Two frequently changed parameter setting areas are also specially mentioned here, annotated by comments:

# ==============================================================
# begin of the most frequently changed config specified by the user
# ==============================================================
# These are parameters that need to be adjusted frequently based on the actual situation
# ==============================================================
# end of the most frequently changed config specified by the user
# ==============================================================

to remind users that these parameters often need to be adjusted, such as collector_env_num, num_simulations, update_per_collect, batch_size, max_env_step, etc. Adjusting these parameters can optimize the algorithm performance and accelerate the training speed.

2. create_config

The create_config dictionary specifies the specific environment class and policy class to be used and their reference paths, mainly containing two parts: env and policy.

2.1 Settings in the env Part

env=dict(
    type='atari_lightzero',
    import_names=['zoo.atari.envs.atari_lightzero_env'],
),

Here, type specifies the environment name to be used, and env_name specifies the reference path where the environment class is located. The predefined atari_lightzero_env is used here. If you want to use a custom environment class, you need to change type to the custom environment class name and modify the import_names parameter accordingly.
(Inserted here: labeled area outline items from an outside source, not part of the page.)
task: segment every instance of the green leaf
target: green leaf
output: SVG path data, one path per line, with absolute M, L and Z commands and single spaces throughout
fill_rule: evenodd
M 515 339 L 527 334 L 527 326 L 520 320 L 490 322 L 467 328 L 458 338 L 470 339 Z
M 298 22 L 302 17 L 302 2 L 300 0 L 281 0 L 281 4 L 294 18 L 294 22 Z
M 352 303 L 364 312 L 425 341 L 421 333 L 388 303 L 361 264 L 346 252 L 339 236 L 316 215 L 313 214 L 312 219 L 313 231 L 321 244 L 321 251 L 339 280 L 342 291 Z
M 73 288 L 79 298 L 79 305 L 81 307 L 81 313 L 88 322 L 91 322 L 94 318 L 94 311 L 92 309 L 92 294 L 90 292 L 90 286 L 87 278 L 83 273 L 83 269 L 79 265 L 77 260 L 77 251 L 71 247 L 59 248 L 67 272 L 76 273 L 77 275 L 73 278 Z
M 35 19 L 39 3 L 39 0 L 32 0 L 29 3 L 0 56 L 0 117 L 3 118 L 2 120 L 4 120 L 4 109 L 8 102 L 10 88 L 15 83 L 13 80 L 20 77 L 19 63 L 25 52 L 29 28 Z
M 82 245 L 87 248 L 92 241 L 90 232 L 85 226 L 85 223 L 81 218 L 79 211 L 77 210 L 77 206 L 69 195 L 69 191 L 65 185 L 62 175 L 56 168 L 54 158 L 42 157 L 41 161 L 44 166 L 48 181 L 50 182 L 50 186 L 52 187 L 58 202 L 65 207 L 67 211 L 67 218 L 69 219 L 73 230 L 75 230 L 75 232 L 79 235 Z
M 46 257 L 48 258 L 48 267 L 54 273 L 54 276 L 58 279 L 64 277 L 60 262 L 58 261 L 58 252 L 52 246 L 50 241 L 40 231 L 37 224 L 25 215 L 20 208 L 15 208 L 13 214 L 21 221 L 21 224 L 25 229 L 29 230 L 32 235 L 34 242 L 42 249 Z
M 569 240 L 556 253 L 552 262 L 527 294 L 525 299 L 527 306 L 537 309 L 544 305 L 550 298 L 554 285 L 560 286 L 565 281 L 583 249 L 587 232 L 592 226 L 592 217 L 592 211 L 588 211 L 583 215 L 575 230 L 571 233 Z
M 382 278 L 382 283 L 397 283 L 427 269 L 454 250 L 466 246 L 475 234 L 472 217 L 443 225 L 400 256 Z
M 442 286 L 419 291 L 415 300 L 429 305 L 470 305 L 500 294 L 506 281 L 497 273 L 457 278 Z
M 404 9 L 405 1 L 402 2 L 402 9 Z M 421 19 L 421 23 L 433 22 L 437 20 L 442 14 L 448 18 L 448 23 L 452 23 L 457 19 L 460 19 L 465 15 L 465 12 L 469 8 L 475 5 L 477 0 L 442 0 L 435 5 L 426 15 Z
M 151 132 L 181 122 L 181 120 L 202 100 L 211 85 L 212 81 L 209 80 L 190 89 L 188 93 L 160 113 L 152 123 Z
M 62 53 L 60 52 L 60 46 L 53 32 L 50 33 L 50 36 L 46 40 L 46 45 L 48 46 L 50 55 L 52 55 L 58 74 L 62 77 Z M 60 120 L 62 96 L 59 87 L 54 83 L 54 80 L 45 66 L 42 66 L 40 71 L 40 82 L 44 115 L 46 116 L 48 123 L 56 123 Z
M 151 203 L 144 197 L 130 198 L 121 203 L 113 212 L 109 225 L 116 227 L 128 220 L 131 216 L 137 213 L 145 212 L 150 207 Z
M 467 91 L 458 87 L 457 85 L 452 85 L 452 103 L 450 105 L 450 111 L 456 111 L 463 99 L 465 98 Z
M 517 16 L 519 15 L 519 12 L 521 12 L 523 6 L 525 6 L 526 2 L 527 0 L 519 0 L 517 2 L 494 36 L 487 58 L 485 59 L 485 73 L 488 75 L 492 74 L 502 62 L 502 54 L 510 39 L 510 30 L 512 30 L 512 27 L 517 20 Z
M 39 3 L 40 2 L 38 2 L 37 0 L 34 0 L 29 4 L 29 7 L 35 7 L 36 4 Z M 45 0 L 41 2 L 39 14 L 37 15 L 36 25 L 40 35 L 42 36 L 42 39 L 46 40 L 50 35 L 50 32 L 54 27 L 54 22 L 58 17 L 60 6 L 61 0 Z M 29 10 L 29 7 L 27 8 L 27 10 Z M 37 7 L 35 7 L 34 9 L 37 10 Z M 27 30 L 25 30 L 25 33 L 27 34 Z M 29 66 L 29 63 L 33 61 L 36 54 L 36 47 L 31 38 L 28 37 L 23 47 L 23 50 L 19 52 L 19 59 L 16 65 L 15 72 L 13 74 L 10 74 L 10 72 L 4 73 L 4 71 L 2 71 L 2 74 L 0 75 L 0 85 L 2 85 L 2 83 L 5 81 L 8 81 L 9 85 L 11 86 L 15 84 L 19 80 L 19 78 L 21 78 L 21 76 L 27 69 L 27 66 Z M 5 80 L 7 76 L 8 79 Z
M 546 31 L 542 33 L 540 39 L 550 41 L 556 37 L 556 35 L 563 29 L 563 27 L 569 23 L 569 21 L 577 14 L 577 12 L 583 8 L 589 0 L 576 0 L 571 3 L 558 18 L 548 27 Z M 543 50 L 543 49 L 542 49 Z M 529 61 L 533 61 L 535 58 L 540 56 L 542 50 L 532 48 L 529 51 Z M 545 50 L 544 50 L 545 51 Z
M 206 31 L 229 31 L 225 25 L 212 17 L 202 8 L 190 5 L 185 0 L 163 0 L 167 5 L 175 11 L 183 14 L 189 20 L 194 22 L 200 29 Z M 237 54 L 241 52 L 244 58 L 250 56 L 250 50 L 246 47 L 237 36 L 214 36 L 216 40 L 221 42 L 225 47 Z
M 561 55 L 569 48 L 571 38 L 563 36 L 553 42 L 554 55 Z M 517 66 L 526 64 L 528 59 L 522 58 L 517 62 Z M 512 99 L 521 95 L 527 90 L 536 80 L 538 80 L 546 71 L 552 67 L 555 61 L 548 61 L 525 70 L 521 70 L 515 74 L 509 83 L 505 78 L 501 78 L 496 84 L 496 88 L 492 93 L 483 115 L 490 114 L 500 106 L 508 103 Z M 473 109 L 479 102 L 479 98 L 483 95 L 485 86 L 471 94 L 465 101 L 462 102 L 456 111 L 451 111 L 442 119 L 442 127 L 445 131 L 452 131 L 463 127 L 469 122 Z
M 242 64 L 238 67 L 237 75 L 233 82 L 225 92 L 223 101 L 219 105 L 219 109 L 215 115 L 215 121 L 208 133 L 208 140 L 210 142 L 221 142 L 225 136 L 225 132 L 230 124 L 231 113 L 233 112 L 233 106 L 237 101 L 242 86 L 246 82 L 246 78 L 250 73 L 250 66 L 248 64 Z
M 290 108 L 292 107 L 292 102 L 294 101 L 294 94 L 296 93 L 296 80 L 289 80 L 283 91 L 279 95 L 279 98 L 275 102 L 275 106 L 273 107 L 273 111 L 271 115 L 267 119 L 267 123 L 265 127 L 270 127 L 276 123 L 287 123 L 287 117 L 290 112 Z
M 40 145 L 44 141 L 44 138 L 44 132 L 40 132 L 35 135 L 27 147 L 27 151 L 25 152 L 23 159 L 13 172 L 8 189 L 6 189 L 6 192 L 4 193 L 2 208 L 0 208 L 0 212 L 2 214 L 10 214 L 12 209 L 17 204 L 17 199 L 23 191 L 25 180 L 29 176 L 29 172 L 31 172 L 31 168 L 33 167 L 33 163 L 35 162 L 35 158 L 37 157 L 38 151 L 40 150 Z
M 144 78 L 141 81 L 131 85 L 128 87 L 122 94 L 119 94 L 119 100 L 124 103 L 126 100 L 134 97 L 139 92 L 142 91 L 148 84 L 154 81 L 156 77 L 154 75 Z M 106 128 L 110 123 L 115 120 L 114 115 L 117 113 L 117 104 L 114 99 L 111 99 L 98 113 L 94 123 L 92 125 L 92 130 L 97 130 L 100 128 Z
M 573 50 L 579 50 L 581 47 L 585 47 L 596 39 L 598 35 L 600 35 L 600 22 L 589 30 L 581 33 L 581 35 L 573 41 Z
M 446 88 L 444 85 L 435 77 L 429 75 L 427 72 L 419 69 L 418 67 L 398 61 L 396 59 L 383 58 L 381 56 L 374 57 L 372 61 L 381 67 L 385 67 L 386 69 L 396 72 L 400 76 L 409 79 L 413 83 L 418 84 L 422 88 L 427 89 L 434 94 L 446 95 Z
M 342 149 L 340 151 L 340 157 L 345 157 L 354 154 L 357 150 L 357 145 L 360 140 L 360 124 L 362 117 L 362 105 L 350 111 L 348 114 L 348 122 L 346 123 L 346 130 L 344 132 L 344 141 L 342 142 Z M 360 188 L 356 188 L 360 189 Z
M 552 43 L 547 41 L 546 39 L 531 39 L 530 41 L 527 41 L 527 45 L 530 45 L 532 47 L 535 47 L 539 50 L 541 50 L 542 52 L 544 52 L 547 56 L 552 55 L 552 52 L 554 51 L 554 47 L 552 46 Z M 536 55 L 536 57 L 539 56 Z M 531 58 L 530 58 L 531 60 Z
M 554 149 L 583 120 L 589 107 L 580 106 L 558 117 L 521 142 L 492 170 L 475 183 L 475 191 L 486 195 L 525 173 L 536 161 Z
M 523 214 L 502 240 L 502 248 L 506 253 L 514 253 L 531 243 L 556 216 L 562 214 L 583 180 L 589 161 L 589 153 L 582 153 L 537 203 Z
2.2 Settings in the policy Part

policy=dict(
    type='muzero',
    import_names=['lzero.policy.muzero'],
),

Here, type specifies the policy name to be used, and import_names specifies the reference path where the policy class is located. The predefined MuZero algorithm in LightZero is used here. If you want to use a custom policy class, you need to change type to the custom policy class and modify the import_names parameter to the reference path where the custom policy is located.

3. Running the Algorithm

After completing the configuration, call the following in the main function:

if __name__ == "__main__":
    from lzero.entry import train_muzero
    train_muzero([main_config, create_config], seed=0, max_env_step=max_env_step)

This will run the MuZero algorithm on the configured environment for training. [main_config, create_config] specifies the configuration used for training, seed specifies the random number seed, and max_env_step specifies the maximum number of environment interaction steps.

4. Notes

The above briefly introduces the methods for configuring algorithms for custom environments under the LightZero framework, and hopes to be helpful to you. Please pay attention to the following points during the configuration process:

  • When using a custom environment, be sure to write the environment class according to the environment interface standards defined by the LightZero framework, otherwise errors may occur.

  • Different algorithms and environments require different configuration parameters. Before configuring, you need to thoroughly understand the principles of the algorithm and the characteristics of the environment, and you can refer to relevant academic papers to set parameters reasonably.

  • If you want to run an algorithm supported by LightZero on a custom environment, you can first use the default policy configuration of the algorithm, and then optimize and adjust according to the actual training situation.

  • When configuring the number of parallel environments, the number should be set reasonably according to your computing resources to avoid problems of insufficient memory due to too many parallel environments.

  • You can use tools such as tensorboard to monitor the training situation and solve problems in time. For details, please refer to the Log System Documentation.

  • Wish you a smooth experience using the LightZero framework!